Anthropic unveiled its new AI models, Claude Sonnet 4 and Claude Opus 4. The launch comes at a time when the company needed a strong response to maintain its position against rivals like Google Gemini.
Claude Opus 4 claims the title of “world’s best coding model”, while Claude Sonnet 4 offers significant improvements over its predecessor. Both models introduce extended thinking capabilities and enhanced tool usage.
However, one question remains: are these improvements substantial enough to stop the loss of users and be a favourite for developers again?
Early feedback from major tech companies and several reports suggests that Claude 4 might have found the right formula for a comeback.
Building Rapport in AI Coding
Claude Opus 4’s performance on coding benchmarks appears impressive on paper. It achieved 72.5% on SWE-bench and 43.2% on Terminal-bench.
Claude Sonnet 4 significantly improves on Sonnet 3.7’s industry-leading capabilities, excelling in coding with a state-of-the-art 72.7% on SWE-bench. Claude Sonnet 4 improves upon Sonnet 3.7’s capabilities in coding tasks. This improvement is demonstrated by a leading score of 72.7% on the SWE-bench benchmark.

While Claude Sonnet 4 does not match Opus 4 in most domains, it delivers what Anthropic calls “an optimal mix of capability and practicality”.
These scores position it ahead of competing models in software engineering tasks.
According to Anthropic, the Opus 4 model can work continuously for several hours, maintaining focus through thousands of steps. This capability addresses a standard limitation in current AI models that struggle with extended workflows.
The announcement blog post highlighted, “Rakuten validated its capabilities with a demanding open-source refactor running independently for 7 hours with sustained performance.”
Aman Sanger, co-founder of Cursor, mentioned on X, “Claude Sonnet 4 is much better at codebase understanding. Paired with recent improvements in Cursor, it’s SOTA on large codebases.”
While he did not share any comparison with other AI models, it is a noteworthy acknowledgement that would make developers try Claude again.
Companies like Replit and Block, the company behind Square, have also shared the same sentiment in their respective use cases while using Claude’s new AI models.
Mario Rodriguez, chief product officer at GitHub, mentioned in the Code with Claude opening keynote that they are using Claude Sonnet 4 as the base model for their new coding agent in GitHub Copilot.
He explained that Claude Sonnet was chosen for its strengths in deep software engineering, coding knowledge, problem-solving skills, and strong instruction following capabilities.
Claude Code Becomes Generally Available
Anthropic’s API now offers four new features for developers to create more robust AI agents—a code execution tool, an MCP connector, a Files API, and prompt caching for up to one hour.
Anthropic has also made Claude Code generally available.
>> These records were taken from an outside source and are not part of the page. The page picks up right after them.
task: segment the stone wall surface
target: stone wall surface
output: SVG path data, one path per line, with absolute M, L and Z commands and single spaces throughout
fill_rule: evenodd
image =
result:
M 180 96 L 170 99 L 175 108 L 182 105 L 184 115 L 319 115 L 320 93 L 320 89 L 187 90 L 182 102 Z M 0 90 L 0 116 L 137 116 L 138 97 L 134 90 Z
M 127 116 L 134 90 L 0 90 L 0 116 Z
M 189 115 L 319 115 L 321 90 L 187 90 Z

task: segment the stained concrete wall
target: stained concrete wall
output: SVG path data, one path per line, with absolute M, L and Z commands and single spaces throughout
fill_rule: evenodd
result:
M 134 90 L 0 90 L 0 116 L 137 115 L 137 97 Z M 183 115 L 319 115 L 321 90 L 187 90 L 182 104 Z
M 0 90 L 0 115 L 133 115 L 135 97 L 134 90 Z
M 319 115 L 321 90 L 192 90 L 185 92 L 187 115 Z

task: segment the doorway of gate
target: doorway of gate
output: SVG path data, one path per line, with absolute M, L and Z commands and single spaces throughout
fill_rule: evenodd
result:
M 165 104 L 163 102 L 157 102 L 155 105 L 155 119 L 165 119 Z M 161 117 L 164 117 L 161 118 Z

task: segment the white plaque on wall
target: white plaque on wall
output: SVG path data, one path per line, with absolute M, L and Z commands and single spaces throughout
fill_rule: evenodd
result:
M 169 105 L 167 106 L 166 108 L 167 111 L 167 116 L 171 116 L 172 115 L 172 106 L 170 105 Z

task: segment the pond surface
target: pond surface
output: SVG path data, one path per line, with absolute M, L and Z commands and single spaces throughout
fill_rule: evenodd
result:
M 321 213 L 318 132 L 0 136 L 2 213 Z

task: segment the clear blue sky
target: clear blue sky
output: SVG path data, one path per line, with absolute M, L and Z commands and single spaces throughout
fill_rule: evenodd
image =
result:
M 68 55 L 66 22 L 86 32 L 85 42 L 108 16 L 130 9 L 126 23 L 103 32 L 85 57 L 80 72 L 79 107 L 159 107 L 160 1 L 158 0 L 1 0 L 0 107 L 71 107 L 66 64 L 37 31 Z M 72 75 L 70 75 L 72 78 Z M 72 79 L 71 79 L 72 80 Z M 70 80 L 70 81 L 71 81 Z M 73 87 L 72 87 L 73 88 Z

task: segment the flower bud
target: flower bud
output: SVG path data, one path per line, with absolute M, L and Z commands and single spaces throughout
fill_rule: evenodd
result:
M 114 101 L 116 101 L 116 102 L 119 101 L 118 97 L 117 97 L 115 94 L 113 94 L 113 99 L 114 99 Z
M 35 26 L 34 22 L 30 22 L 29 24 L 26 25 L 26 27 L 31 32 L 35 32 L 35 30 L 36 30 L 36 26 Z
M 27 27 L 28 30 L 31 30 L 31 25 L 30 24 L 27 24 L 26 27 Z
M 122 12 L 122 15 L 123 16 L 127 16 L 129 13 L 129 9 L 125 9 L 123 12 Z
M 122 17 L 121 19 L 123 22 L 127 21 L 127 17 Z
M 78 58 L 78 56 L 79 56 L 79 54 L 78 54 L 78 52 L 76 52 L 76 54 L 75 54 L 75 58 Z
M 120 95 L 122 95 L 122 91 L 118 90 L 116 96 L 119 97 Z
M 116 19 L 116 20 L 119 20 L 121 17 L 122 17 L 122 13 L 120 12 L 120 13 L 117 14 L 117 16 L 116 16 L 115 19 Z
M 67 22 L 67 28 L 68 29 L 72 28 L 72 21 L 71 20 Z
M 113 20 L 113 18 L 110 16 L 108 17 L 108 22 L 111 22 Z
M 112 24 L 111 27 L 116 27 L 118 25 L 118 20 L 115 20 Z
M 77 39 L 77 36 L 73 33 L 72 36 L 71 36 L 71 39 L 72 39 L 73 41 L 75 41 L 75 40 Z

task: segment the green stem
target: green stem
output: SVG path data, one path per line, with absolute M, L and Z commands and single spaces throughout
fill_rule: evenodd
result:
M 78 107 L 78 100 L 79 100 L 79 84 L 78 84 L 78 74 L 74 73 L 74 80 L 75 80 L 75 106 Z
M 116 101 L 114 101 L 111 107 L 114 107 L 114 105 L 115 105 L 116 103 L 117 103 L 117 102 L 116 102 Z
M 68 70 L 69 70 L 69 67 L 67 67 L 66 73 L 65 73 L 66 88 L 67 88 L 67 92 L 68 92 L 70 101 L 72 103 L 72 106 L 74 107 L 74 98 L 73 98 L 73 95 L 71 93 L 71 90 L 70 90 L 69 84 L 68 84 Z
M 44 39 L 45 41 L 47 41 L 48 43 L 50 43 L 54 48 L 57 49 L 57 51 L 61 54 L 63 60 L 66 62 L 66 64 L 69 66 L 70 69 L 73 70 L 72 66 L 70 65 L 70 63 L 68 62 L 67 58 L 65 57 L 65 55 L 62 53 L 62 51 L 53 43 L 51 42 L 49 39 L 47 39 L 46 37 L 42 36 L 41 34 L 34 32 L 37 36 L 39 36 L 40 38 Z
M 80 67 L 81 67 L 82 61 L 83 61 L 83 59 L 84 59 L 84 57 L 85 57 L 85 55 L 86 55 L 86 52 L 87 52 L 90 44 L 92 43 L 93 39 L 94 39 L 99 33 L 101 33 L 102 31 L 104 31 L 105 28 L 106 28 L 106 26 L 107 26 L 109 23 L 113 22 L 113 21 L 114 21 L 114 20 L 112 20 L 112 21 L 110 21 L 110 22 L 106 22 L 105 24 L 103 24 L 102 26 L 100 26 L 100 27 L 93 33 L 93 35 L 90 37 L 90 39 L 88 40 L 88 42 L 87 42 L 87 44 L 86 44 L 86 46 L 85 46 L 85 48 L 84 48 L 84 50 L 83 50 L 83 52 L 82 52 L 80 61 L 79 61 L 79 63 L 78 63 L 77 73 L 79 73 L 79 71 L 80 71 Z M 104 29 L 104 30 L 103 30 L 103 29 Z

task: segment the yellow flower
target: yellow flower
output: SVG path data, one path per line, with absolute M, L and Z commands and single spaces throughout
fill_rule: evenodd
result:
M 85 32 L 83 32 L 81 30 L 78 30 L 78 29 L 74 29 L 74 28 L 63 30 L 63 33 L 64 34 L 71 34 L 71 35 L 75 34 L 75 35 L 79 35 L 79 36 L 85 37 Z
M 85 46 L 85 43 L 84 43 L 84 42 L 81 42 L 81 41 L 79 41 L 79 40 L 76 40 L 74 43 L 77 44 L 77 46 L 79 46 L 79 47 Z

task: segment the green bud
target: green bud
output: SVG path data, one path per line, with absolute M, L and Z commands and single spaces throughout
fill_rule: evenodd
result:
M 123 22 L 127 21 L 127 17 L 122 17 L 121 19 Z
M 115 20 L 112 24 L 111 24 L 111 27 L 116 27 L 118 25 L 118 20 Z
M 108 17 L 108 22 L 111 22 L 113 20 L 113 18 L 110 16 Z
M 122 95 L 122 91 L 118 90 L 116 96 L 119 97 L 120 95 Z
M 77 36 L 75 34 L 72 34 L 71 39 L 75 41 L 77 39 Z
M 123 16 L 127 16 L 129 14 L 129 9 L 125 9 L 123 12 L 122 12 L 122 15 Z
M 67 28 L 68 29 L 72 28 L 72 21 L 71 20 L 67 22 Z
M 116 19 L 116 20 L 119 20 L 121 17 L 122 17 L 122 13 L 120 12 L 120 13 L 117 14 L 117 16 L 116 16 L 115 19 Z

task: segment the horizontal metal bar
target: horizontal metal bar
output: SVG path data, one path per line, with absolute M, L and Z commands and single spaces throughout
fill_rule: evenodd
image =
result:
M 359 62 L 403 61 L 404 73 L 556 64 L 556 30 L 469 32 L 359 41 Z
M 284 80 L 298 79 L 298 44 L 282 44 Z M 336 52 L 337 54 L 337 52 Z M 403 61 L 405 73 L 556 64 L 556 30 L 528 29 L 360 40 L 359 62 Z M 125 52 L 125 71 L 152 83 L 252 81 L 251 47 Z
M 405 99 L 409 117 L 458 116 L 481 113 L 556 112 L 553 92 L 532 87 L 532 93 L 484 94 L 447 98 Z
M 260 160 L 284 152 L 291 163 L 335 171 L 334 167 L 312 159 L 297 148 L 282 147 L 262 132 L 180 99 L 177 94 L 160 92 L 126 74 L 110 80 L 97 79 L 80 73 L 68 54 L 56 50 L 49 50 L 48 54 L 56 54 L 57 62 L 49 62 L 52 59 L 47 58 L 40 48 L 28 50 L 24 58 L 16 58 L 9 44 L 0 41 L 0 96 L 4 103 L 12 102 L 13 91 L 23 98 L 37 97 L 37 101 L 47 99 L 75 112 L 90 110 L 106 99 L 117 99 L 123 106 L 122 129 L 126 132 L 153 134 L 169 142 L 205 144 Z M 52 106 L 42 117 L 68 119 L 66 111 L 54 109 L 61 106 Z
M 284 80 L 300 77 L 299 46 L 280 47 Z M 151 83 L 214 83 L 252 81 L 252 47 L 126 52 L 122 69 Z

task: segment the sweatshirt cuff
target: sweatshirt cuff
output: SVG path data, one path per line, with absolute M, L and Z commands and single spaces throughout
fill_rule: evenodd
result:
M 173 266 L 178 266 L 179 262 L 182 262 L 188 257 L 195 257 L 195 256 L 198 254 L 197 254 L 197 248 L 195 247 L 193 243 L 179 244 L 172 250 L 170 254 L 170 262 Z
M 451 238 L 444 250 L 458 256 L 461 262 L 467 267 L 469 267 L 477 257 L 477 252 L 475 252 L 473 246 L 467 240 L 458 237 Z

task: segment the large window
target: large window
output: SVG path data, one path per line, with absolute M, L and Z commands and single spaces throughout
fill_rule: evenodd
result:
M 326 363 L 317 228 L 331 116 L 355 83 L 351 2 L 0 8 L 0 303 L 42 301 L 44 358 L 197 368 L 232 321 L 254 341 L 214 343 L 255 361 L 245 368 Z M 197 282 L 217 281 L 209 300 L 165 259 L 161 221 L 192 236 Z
The tool now works with GitHub Actions to respond to pull requests and modify code.
The company also announced Claude Code integrations with VS Code and JetBrains in the form of extensions (in beta), with inline editing support.

The pricing structure remains consistent with previous models. While the pricing for Opus 4 is set at $15 per million input tokens and $75 per million output tokens, Sonnet 4 is priced at $3 for input and $15 for output per million tokens.
Beyond Coding
The Claude 4 models introduce several technical improvements that extend beyond coding assistance. In their launch video, Claude can be seen going across multiple services like Asana, and Google Docs to help users prioritise daily tasks, apart from being good at writing.
In a post on X, Dan Shipper, CEO at Every, highlighted, “Claude 4 Opus can do something no other AI model I’ve used can. It can actually judge whether the writing is good.”
Shipper wrote a blog post sharing his experience with Claude 4, from coding to writing to researching. “My verdict: Anthropic cooked with this one. In fact, it does some things that no model I’ve ever tried has been able to do, including OpenAI’s o3 and Google’s Gemini 2.5 Pro,” he stated.
Memory capabilities represent another significant advancement, particularly for Opus 4. When given access to local files, the model can create and maintain memory files to store key information. This feature enables better long-term task awareness and coherence in agent applications.
Anthropic demonstrated this capability by showing Opus 4 creating a ‘Navigation Guide’ while playing Pokémon, illustrating how the model can maintain context and build knowledge over time. This memory function could prove valuable for complex, multi-session projects that require continuity.
The models also show 65% less likelihood to use shortcuts or loopholes compared to Sonnet 3.7.
Both models can now use multiple tools simultaneously rather than sequentially. This capability could significantly speed up complex workflows that require multiple data sources or tools.
With Claude 4, Anthropic seems to be back in the game, if not the winner for every real-use case.